Take A Few Minutes to Learn - PERL


The Few Minutes to Learn does NOT include installation of tools needed to edit or run these scripts. Once these tools are installed, start your timer...

You may copy and paste the code to your own files and test it yourself. Expand on these basic concepts, one step at a time, to create more complex scripts.

Each section contains a fully formed code segment. No additions are necessary, though you may test your own additions within this basic framework. You may combine code segments by starting with the Basic PERL framework and copying in the code found in other code segments, where appropriate.


Basic PERL Framework

Regular Expressions

Subroutines & Packages

Simple Report Formats

Compound Report Formats
Resources

Searchable PERL technical reference manual

List of PERL Resources

THE PERL Home Page

Barry B. Floyd - PERL book marks

To interpret any of the scripts, type the command:

    perl script.pl 
where script.pl is the name of your file containing the PERL code.

In general, PERL has a syntax similar in many ways to the C programming language. If you are familiar with C, learning PERL will be easier. However, there are many significant differences and some additions to the language, as well.

NOTE: the pasted code may have a space inserted at the beginning of each line in your file. This will not cause problems, EXCEPT for the DOT . at the end of each report format block. You must make sure the DOT is in the first column after copying and pasting the code to your file.


Basic PERL Framework

 

#!/usr/local/bin/perl
#
# Read in the data file
# Print out HTML formatted lines
#

$file = 'data.txt' ;                  # Name the file
open(INFO, "<$file" ) ;               # Open the file
@lines = <INFO> ;                     # Read it into an array
close(INFO) ;                         # Close the file

print "<HTML> <HEAD> <TITLE> PERL output </TITLE> </HEAD>\n" ;
print "  <BODY>\n" ;

foreach $line (@lines)                # assign @lines to $line, one at a time
{                                     # braces {} are required, bracket code
   print "\n   <P> $line   </P>" ;    # print formatted lines to screen 
}

print "\n  </BODY>\n</HTML>\n" ;

#
# DONE
#
      

data.txt


This is the first line of text.
And a second line of text.
--------- 
A third line of text.
Now a fourth line of text.
--------- 
The fifth line of text.
Finally, the sixth line of text.



This code segment starts with a comment block, each line preceded by a # sign. The line #!/usr/local/bin/perl is not required, but if set to the correct path, will enable you to run your scripts by simply typing the script's file name (instead of perl filename.pl). This is system dependent.
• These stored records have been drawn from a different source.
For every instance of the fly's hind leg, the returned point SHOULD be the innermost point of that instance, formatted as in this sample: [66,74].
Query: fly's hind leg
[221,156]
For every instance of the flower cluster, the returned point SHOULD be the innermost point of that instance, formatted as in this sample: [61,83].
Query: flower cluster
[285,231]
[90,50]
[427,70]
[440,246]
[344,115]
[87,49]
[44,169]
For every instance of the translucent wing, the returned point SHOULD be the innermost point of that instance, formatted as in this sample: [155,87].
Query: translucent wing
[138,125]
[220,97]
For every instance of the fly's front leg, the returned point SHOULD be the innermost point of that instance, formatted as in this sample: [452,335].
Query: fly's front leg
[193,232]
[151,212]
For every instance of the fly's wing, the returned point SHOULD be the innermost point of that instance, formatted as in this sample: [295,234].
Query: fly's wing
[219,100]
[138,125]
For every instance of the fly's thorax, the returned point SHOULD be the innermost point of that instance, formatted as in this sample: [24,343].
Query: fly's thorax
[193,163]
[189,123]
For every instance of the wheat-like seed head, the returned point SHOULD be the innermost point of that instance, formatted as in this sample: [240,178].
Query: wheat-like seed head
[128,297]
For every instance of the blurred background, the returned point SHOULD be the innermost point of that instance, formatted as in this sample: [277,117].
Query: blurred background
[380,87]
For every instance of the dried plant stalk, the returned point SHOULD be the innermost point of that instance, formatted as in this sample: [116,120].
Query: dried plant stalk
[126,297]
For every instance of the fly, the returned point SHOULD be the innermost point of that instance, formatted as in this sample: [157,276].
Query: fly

Each statement must end with a ; except for the program flow control statements. They are followed by the open and close braces { }.
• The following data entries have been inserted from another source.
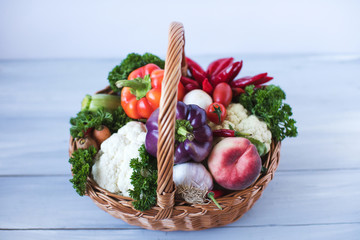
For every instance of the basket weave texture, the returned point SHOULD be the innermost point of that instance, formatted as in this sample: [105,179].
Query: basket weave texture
[171,214]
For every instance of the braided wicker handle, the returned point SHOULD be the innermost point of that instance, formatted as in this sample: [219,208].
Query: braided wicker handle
[175,64]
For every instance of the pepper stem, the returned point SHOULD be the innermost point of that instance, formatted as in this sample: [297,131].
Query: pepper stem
[139,86]
[184,132]
[211,196]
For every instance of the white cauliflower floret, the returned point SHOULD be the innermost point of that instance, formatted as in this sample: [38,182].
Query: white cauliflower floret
[258,130]
[235,113]
[238,118]
[112,169]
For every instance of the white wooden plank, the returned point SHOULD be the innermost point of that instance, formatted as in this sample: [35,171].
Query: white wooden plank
[323,197]
[329,232]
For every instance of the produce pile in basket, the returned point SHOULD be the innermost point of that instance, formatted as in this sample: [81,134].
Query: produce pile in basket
[224,127]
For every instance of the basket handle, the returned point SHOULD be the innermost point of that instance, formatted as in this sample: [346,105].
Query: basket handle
[175,65]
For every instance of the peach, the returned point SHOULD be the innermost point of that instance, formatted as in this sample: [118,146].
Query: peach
[234,163]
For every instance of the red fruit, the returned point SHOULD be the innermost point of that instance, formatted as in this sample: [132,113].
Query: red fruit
[234,163]
[222,94]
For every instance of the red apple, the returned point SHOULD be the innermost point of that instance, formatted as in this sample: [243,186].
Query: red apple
[234,163]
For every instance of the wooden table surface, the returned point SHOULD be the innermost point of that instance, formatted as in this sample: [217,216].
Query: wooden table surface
[315,193]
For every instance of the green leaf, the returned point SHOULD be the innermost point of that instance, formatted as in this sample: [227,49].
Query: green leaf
[82,162]
[144,180]
[129,64]
[267,104]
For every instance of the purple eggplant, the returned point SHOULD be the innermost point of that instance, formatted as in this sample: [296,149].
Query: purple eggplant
[193,137]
The second sub-block demonstrates how simple it is to open a file and read data into an array. The open statement defines a file handle INFO and specifies the source as the name stored in the variable $file. The < sign indicates that the file is opened for input. A > sign would have indicated the file is opened for output/overwrite. A >> sign would have indicated the file is opened for output/append. The next line assigns the content of the file to an array variable @lines - with the 'end of line' character \n used as the default record separator.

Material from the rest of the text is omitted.